Balogh E, Chandler JC, Varga M, Tahoun M, Menyhárd DK, Schay G, Goncalves T, Hamar R, Légrádi R, Szekeres Á, Gribouval O, Kleta R, Stanescu H, Bockenhauer D, Kerti A, Williams H, Kinsler V, Di WL, Curtis D, Kolatsi-Joannou M, Hammid H, Szőcs A, Perczel K, Maka E, Toldi G, Sava F, Arrondel C, Kardos M, Fintha A, Hossain A, D'Arco F, Kaliakatsos M, Koeglmeier J, Mifsud W, Moosajee M, Faro A, Jávorszky E, Rudas G, Saied MH, Marzouk S, Kelen K, Götze J, Reusz G, Tulassay T, Dragon F, Mollet G, Motameny S, Thiele H, Dorval G, Nürnberg P, Perczel A, Szabó AJ, Long DA, Tomita K, Antignac C, Waters AM, Tory K.

Source : Proc. Natl. Acad. Sci. U.S.A.

2020 juin 30

Pmid : 32554502

Abstract

RNA modifications play a fundamental role in cellular function. Pseudouridylation, the most abundant RNA modification, is catalyzed by the H/ACA small ribonucleoprotein (snoRNP) complex that shares four core proteins, dyskerin (DKC1), NOP10, NHP2, and GAR1. Mutations in DKC1, NOP10, or NHP2 cause dyskeratosis congenita (DC), a disorder characterized by telomere attrition.
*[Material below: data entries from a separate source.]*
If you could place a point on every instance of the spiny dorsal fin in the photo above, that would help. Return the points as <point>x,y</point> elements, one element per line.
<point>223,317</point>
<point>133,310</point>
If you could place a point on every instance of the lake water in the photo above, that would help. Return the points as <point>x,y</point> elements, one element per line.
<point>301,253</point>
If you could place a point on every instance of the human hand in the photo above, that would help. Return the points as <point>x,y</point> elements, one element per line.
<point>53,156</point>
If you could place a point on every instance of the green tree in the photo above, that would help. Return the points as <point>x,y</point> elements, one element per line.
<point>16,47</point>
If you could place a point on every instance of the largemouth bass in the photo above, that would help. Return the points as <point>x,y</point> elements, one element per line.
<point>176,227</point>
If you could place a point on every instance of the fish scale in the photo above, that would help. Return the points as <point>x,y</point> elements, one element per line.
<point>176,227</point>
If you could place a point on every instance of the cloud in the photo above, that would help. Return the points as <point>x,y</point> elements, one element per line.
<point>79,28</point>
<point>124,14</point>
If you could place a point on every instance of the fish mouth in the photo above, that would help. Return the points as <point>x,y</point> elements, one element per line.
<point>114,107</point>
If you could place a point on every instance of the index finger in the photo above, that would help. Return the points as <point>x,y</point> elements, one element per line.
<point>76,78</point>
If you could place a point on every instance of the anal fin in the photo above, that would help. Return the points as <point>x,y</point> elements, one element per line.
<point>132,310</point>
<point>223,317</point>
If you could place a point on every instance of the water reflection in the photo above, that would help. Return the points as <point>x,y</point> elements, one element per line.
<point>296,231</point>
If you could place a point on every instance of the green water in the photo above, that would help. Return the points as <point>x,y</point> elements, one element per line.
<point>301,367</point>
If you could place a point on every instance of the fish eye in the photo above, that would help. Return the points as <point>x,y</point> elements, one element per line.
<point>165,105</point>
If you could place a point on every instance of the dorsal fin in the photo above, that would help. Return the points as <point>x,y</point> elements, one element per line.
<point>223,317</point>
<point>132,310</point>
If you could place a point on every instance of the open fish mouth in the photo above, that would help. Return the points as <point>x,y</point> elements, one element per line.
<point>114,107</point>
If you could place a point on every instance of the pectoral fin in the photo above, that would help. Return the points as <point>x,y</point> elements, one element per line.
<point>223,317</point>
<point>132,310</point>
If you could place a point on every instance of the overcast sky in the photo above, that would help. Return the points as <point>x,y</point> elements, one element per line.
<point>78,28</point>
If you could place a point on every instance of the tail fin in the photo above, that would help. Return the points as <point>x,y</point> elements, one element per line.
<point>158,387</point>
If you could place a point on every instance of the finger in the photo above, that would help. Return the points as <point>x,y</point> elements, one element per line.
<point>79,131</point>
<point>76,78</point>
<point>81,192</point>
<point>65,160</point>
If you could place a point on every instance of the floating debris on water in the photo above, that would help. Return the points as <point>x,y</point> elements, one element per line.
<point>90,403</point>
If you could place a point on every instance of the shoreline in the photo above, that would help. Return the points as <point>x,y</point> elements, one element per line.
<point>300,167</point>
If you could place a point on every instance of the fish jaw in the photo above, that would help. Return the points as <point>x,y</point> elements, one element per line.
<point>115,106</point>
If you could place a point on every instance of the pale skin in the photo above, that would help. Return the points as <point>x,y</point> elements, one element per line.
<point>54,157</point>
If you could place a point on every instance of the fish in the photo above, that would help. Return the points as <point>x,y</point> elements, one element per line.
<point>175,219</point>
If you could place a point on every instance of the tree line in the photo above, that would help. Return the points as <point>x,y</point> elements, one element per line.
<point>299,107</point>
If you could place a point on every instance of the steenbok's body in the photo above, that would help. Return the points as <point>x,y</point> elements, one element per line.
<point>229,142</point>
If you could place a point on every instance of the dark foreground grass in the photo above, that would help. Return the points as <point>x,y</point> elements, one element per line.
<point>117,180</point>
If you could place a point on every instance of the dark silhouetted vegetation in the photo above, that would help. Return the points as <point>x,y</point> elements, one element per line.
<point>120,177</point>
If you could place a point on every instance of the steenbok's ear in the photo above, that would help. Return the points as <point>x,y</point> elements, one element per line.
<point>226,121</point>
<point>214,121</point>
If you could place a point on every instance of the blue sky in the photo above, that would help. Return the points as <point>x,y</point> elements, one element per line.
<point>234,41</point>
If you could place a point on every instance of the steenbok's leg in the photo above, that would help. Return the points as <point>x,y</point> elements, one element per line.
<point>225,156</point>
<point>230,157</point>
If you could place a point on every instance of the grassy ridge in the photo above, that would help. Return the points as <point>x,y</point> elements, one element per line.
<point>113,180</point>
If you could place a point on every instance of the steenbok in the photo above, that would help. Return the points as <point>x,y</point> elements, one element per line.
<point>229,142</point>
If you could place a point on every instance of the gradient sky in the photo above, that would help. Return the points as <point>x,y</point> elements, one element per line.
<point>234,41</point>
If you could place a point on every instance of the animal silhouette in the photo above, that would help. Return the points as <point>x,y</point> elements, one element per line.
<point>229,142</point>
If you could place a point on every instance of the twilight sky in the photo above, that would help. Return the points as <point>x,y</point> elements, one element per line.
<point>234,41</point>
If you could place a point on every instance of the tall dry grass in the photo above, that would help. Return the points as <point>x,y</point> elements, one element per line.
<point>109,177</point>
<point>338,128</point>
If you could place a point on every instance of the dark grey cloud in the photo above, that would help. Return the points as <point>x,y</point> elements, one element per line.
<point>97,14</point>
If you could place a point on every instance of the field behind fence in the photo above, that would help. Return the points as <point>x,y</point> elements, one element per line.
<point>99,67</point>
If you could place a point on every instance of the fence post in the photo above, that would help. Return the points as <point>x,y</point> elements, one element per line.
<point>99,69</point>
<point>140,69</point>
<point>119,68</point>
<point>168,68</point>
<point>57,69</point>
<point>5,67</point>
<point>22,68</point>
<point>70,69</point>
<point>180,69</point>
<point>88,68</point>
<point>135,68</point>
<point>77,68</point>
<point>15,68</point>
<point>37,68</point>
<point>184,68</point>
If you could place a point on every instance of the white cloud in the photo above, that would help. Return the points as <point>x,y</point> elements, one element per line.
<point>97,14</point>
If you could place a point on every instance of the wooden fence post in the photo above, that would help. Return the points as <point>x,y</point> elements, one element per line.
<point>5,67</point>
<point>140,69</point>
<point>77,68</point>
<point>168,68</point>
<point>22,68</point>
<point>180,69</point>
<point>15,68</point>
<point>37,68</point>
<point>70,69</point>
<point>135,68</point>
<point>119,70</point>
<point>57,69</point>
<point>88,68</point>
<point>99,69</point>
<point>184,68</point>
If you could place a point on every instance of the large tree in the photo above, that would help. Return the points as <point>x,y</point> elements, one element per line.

Here, we report a phenotype comprising nephrotic syndrome, cataracts, sensorineural deafness, enterocolitis, and early lethality in two pedigrees: males with DKC1 p.Glu206Lys and two children with homozygous NOP10 p.Thr16Met. Females with heterozygous DKC1 p.Glu206Lys developed cataracts and sensorineural deafness, but nephrotic syndrome in only one case of skewed X-inactivation. We found telomere attrition in both pedigrees, but no mucocutaneous abnormalities suggestive of DC. Both mutations fall at the dyskerin-NOP10 binding interface in a region distinct from those implicated in DC, impair the dyskerin-NOP10 interaction, and disrupt the catalytic pseudouridylation site. Accordingly, we found reduced pseudouridine levels in the ribosomal RNA (rRNA) of the patients. Zebrafish dkc1 mutants recapitulate the human phenotype and show reduced 18S pseudouridylation, ribosomal dysregulation, and a cell-cycle defect in the absence of telomere attrition. We therefore propose that this human disorder is the consequence of defective snoRNP pseudouridylation and ribosomal dysfunction.